Bölüm 1: Sansar Necip’in Mucizeler Dükkânı

“Necip Bey, bunun işe yarayacağından emin misiniz?”

“Tabi Sayın Çirkin Ördek Yavrusu Hanımefendi! Bunu yaklaşık olarak bir ay boyunca yüzünüze uyguluyorsunuz. Ardından az önce verdiğim papaya özlü parfümü sürerek o balet arkadaşın karşısına çıkıyorsunuz. Ve en sonunda Kuğu Gölü Balesini birlikte ircaa ediyorsunuz.. Aşk garanti!..” dedi Sansar Necip. Her zamankinden daha ihtiraslı ve ikna edici bir konuşta tonu vardı sesinde. Çirkin Ördek Yavrusu’nun malum servetinden birkaç Orman Dinarı kapmak için de elinden geleni yapmaya yemin etmişti üstelik. Karşısındaki bu saf fakat aşka aç kadın ağına düşürdüğü diğer müşterilerden sadece biriydi.

“Ya ben pek emin değilim aslında.” dedi Çirkin Ördek Yavrusu karasız bakışlarla.

Bir anda hiddetlendi Necip. “Olur mu hiç hanımefendi? Şu iksir şişesini tutun bir hele. Bir elinizle sallayın!” dedi ve şişeyi ellerinin arasında hanımefendinin ellerine sıkıştırdı. “Şimdiden değişimi hisseder gibiyim. Bir ay sonra bu naif ve saf suret gidecek ve yerine dünyalar güzeli bir kuğu gelecek. Valla ne yalan söyleyeyim, birini düşünmeseniz bu akşam ne yapıyorsunuz bilmek isterdim. Biz sansarlar böylesine güzellikler karşısında asla kayıtsız kalamayız çünkü!”

“E alayım bari o zaman hepsini.” dedi Çirkin Ördek utangaç ve çapkın bir ses tonu ardında. Satın alınan cilt iksiri ve parfüm ipek böceklerinin imali işlemeli bir poşete kondu ve Necip çıkış kapısına kadar müşteriyi hayran bırakmak adına geliştirdiği bütün teknikleri uyguladı. Çirkin Ördek Yavrusu kapıdan çıktığı anda ise ardından bir tek kelime söyledi: “Enayi!”

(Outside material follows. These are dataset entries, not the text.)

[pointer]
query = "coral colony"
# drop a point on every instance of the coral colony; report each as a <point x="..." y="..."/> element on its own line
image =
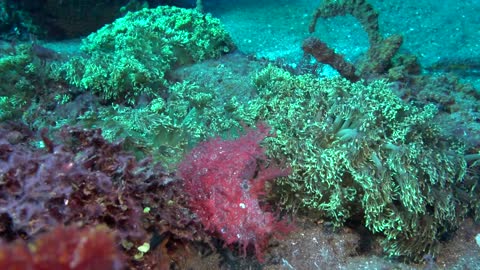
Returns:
<point x="225" y="179"/>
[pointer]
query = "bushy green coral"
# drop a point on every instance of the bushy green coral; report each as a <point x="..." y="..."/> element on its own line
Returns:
<point x="132" y="56"/>
<point x="360" y="151"/>
<point x="166" y="127"/>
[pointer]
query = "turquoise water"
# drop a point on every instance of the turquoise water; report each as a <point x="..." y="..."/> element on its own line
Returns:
<point x="372" y="110"/>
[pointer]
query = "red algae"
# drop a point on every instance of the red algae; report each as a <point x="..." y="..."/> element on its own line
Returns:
<point x="224" y="179"/>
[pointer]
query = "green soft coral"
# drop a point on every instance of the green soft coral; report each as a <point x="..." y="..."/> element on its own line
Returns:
<point x="359" y="150"/>
<point x="132" y="56"/>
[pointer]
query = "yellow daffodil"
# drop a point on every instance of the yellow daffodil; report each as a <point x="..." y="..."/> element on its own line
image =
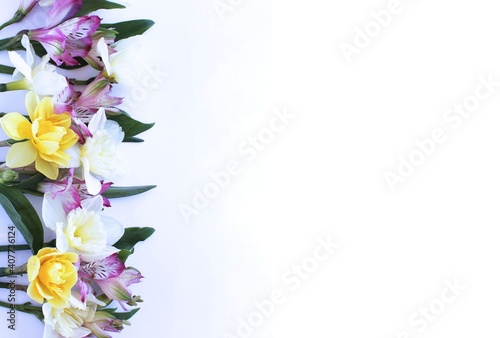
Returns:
<point x="48" y="137"/>
<point x="52" y="274"/>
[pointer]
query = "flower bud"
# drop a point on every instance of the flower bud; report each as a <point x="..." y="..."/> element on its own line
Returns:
<point x="8" y="175"/>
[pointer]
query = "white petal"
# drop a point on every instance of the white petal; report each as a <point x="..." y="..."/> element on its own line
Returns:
<point x="20" y="65"/>
<point x="74" y="154"/>
<point x="94" y="204"/>
<point x="30" y="53"/>
<point x="98" y="121"/>
<point x="94" y="256"/>
<point x="52" y="212"/>
<point x="46" y="3"/>
<point x="102" y="50"/>
<point x="93" y="184"/>
<point x="114" y="229"/>
<point x="61" y="240"/>
<point x="49" y="83"/>
<point x="115" y="131"/>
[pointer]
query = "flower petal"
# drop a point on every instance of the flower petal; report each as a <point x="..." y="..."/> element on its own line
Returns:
<point x="114" y="229"/>
<point x="20" y="64"/>
<point x="16" y="126"/>
<point x="52" y="212"/>
<point x="93" y="184"/>
<point x="21" y="154"/>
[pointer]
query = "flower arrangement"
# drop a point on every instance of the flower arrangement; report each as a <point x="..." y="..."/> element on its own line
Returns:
<point x="62" y="147"/>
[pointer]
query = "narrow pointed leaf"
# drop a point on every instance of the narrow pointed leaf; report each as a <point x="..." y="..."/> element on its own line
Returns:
<point x="132" y="236"/>
<point x="23" y="215"/>
<point x="94" y="5"/>
<point x="130" y="126"/>
<point x="6" y="69"/>
<point x="117" y="192"/>
<point x="128" y="29"/>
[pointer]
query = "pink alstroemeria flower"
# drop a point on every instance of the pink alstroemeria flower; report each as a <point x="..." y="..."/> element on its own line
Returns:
<point x="83" y="105"/>
<point x="105" y="322"/>
<point x="72" y="191"/>
<point x="111" y="276"/>
<point x="62" y="10"/>
<point x="69" y="40"/>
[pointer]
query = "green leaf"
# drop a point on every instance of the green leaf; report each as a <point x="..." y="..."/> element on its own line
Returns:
<point x="123" y="255"/>
<point x="117" y="192"/>
<point x="6" y="69"/>
<point x="94" y="5"/>
<point x="23" y="215"/>
<point x="125" y="315"/>
<point x="128" y="29"/>
<point x="132" y="236"/>
<point x="12" y="141"/>
<point x="133" y="140"/>
<point x="31" y="182"/>
<point x="130" y="126"/>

Günler böylesine ticari faaliyetlerle ve bir kısım dolandırıcılıklarla geçiyordu Necip için. Sahibi olduğu “Sansar Necip’in Mucizeler Dükkanı” yanında büyüdüğü ünlü büyücü ve üç kağıtçı Baykuş Merlin’den mirastı. Birlikte son kalkıştıkları iş olan “Sürünmeyen Yılanlar” adı altındaki raylı sistem projesi Merlin’in ölümüne sebep olmuştu. Ormanın her yerine kadar uzanan bu raylı sistem sadece yılanlar için düzenlenmişti ve yılanların gittikleri yere daha kolay varmalarını sağlamaktaydı. Bunun için önce Hayvanlar Meclisi’nden ve ardından Amazon Belediyesi’nden gerekli izinleri alan Merlin ve Necip sonunun ne olacağını bile bile bu faaliyete başladılar. Zamanla bu sisteme alışan yılanlar tembelleşti, avlanamaz ve sürünemez hale geldiler. Kısa süre içerisinde önce yılanların soyunun tükenme sınırına gelişi ve bu nedenlerle bozulmaya başlayan ekolojik düzen Aslan Kral’ı harekete geçirdi. Orman Kitabı’nda en ağır ceza olan idam kararı verildi Merlin için. Şanslı olan Necip bu olanların hep dışında bırakıldı. Şimdiler de ise ön tarafı dükkân arka tarafı laboratuar olan meşe ağcı kovuğundaki bu yer Merlin’in anısına Necip tarafından yaşatılıyordu.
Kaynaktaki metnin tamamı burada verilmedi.